Full-spectrum CBD is the term used to describe a specific type of CBD oil. Many brands out in the market today offer products made with full-spectrum CBD, but what makes it so special? Is it more effective? Does it taste better? Here’s a quick rundown on all you need to know about full-spectrum CBD oil.
CBD is part of a larger family of compounds known as cannabinoids. Scientists have identified over 80 cannabinoids in different varieties of cannabis, including hemp. The most well-known cannabinoids include cannabidiol (CBD), cannabinol (CBN), cannabigerol (CBG), and tetrahydrocannabinol (THC). The latter is the compound responsible for the psychoactive effects of certain strains of cannabis. Colloquially, these psychoactive symptoms are collectively referred to as the “high” feeling associated with cannabis. Cannabinoids found in cannabis are often called phytocannabinoids to differentiate them from cannabinoids found in humans.
How Do Cannabinoids Interact with Our Body?
When our bodies produce cannabinoids, they are commonly referred to as endocannabinoids (endo- means “from within” in Latin.) Endocannabinoids interact with our endocannabinoid system, a complex network of receptors that regulate vital functions in our body. Endocannabinoids work as messengers whose primary goal is to tell cells how to react to different types of stimuli affecting how our system regulates sleep, pain, anxiety, metabolism, and other functions.
When we take cannabinoids like CBD, they interact directly with our endocannabinoid system (ECS) to help achieve internal balance.

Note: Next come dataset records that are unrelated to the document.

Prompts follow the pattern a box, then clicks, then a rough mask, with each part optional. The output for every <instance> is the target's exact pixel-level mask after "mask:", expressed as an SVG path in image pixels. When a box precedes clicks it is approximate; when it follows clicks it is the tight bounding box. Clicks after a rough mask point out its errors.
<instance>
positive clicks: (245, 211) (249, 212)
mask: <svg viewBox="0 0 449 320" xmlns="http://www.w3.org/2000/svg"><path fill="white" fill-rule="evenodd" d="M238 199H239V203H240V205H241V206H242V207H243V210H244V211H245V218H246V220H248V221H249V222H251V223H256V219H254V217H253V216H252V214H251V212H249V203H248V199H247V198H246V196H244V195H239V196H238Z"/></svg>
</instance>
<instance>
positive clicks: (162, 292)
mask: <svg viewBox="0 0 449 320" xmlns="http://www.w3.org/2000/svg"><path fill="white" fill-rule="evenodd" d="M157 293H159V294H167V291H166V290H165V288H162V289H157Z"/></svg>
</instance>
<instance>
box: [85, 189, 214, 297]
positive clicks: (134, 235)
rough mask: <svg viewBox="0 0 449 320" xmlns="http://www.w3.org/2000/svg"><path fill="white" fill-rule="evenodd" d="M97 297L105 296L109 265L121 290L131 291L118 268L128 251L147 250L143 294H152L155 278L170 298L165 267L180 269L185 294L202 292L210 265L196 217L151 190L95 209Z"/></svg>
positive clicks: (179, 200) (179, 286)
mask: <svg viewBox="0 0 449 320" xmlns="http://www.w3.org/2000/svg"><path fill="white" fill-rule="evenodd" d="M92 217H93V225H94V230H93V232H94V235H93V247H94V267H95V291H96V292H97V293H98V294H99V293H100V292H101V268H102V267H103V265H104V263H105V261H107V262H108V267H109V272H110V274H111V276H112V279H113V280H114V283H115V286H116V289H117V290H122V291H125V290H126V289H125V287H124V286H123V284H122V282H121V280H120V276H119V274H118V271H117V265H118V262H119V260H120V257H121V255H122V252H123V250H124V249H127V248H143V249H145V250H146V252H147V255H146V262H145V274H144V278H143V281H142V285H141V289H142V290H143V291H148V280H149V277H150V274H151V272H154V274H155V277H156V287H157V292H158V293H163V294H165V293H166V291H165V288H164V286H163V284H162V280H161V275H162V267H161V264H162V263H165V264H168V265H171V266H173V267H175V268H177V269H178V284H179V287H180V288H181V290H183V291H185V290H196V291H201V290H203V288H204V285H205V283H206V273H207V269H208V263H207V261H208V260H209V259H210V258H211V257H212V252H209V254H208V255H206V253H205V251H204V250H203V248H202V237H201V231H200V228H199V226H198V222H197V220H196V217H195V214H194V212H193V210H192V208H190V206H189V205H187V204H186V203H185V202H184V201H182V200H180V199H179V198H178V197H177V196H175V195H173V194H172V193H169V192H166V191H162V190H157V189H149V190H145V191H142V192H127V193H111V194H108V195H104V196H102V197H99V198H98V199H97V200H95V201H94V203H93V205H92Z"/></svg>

CBD, in particular, has anti-inflammatory properties that may help with chronic pain, difficulties sleeping, feelings of anxiety, and a wide range of other conditions.
Full-spectrum CBD is the name given to products containing CBD extracts infused with traces of other cannabinoids. Some studies suggest the combination of CBD and other cannabinoids may produce a stronger therapeutic effect than CBD alone. Researchers call this phenomenon the entourage effect. Since the CBD industry is relatively new, not much research has been conducted on this particular subject, but scientists are continually working hard to understand the full effects of the entourage effect.
Because CBD is extracted from hemp, full-spectrum products will only contain cannabinoids found in hemp. THC is one of those cannabinoids found in hemp; however, the THC content in hemp is never over 0.3%. Due to its extremely low THC content, full-spectrum CBD from hemp has no psychoactive properties at all, so users should not be worried about getting high or failing any drug tests.
Even though full-spectrum CBD products have THC in them, they are legal nationwide. In 2018, Congress passed legislation to legalize hemp at the federal level effectively making hemp-derived products available and legal everywhere in the country. Additionally, full-spectrum CBD products won’t show up on drug tests.
Most brands sell CBD products in one of two formats: full spectrum or isolate. But, what’s the difference? As opposed to CBD full spectrum solutions, CBD isolate is exactly what it sounds like- it is pure CBD isolated from the rest of the hemp plant and other cannabinoids. Despite the different extraction processes, both isolate and full-spectrum products can be formulated into a variety of products such as oils, capsules, and even creams.
While research is still being conducted on the entourage effect and the differences between full-spectrum and isolate CBD, it is understood that both types of CBD generally have the same effects and benefits because CBD is the main ingredient.